Using Excel to Help Create Piece-Square Tables

I’ve been thinking about Piece-Square tables.  They’re not the most exciting part of computer chess but they seem quite important (based on Ed Schroder’s experiments), so I thought I’d put some time into thinking about reasonable values.  I’ve created a simple spreadsheet in Excel to help create them.  You can download it here (Piece-Square-Tables.xlsx).  It assumes your board representation starts with A1 = 0 and H8 = 63.

Here’s how to use the Excel spreadsheet:

  • The worksheet is protected to prevent accident overwrites.  You can unlock it easily as it’s not password protected
  • Enter the values in the yellow squares on the left.  The gray squares are the mirror image of the yellow squares.
  • The table in the middle is adjusted to make the average table value zero.   This means if I set the value of a bishop to be 350 centi-pawns and put it on a random square,  the value returned by the Piece Square Table will average out to 350 centi-pawns.  The idea is to minimize interaction with other evaluation terms.
  • The column to the far right is the table formatted as a “C” array.  You can copy and paste this code.

Here’s a screenshot:


Domain Space of a Chess Evaluation Function

I’m up to my chops in evaluation code.  As I’ve said in previous posts the engines I’ve written in the past have had basic evaluation function.  I want Maverick to be different.  I’m using a number of good resources to inspire me.  The first is a book by Hans Berliner The System: A World Champion’s Approach to Chess, which takes quite a quantitative approach to chess.  I’ve found it invaluable and would recommend it to any chess programmer.
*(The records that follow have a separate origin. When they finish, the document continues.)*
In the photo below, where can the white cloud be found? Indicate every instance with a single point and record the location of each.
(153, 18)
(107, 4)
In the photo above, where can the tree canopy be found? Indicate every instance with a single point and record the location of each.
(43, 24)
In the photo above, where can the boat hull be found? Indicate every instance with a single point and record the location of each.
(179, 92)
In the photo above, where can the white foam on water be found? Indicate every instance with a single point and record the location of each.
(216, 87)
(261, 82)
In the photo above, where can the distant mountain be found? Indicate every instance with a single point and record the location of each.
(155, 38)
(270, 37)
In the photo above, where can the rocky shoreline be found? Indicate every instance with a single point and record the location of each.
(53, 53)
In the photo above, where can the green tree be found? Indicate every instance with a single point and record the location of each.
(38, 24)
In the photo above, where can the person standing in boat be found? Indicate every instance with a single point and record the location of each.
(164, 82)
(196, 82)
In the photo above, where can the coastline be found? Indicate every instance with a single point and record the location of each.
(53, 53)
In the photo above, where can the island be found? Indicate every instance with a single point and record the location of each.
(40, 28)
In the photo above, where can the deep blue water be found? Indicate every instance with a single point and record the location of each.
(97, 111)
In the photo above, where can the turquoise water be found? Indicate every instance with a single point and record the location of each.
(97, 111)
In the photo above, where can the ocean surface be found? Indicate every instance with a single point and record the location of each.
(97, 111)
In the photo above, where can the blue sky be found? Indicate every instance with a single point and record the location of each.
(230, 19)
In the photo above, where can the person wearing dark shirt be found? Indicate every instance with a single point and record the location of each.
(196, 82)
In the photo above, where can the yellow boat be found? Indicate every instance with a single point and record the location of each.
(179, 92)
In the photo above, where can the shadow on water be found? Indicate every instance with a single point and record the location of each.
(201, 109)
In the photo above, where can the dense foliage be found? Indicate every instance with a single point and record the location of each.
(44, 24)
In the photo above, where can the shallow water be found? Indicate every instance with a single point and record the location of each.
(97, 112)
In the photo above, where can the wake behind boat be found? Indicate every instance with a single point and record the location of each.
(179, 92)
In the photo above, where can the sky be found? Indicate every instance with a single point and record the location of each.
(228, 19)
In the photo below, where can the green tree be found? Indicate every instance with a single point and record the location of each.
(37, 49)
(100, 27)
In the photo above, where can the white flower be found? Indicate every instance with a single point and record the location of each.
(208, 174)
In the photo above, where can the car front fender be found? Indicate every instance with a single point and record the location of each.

As I’m writing the code I can’t help but feel the enormity of the domain space of a chess evaluation function.  Firstly there are the values I give to each element.  For example in the middelgame, is a pawn on g4 worth more or less than a pawn on f4?  The pawn on f4 is probably worth more, but how much more – is it 2 centi pawns or 10 centi pawns?  I’ve got to make these decision for all six piece types in the middle-game and endgame.  And then there is the values I assign for a double pawn on h2 or e4?  The task is truly enormous.  Secondly there is complexity due to what I choose to evaluate and how I go about doing so.

This all reinforces the idea of a solid testing framework.  I also recent read an interview with Robert Houdart.  Of course I would expect Robert to test Houdini but I was struck by him playing 100,000 games per day!  That’s a lot of games.  This impressed upon me the need to create a testing setup (when Maverick starts to play chess).  Testing was also one of the things Fabian used to rocket Fruit up the rating lists back in 2005.  Once I get Maverick playing chess I must make it my objective to be 100% test driven.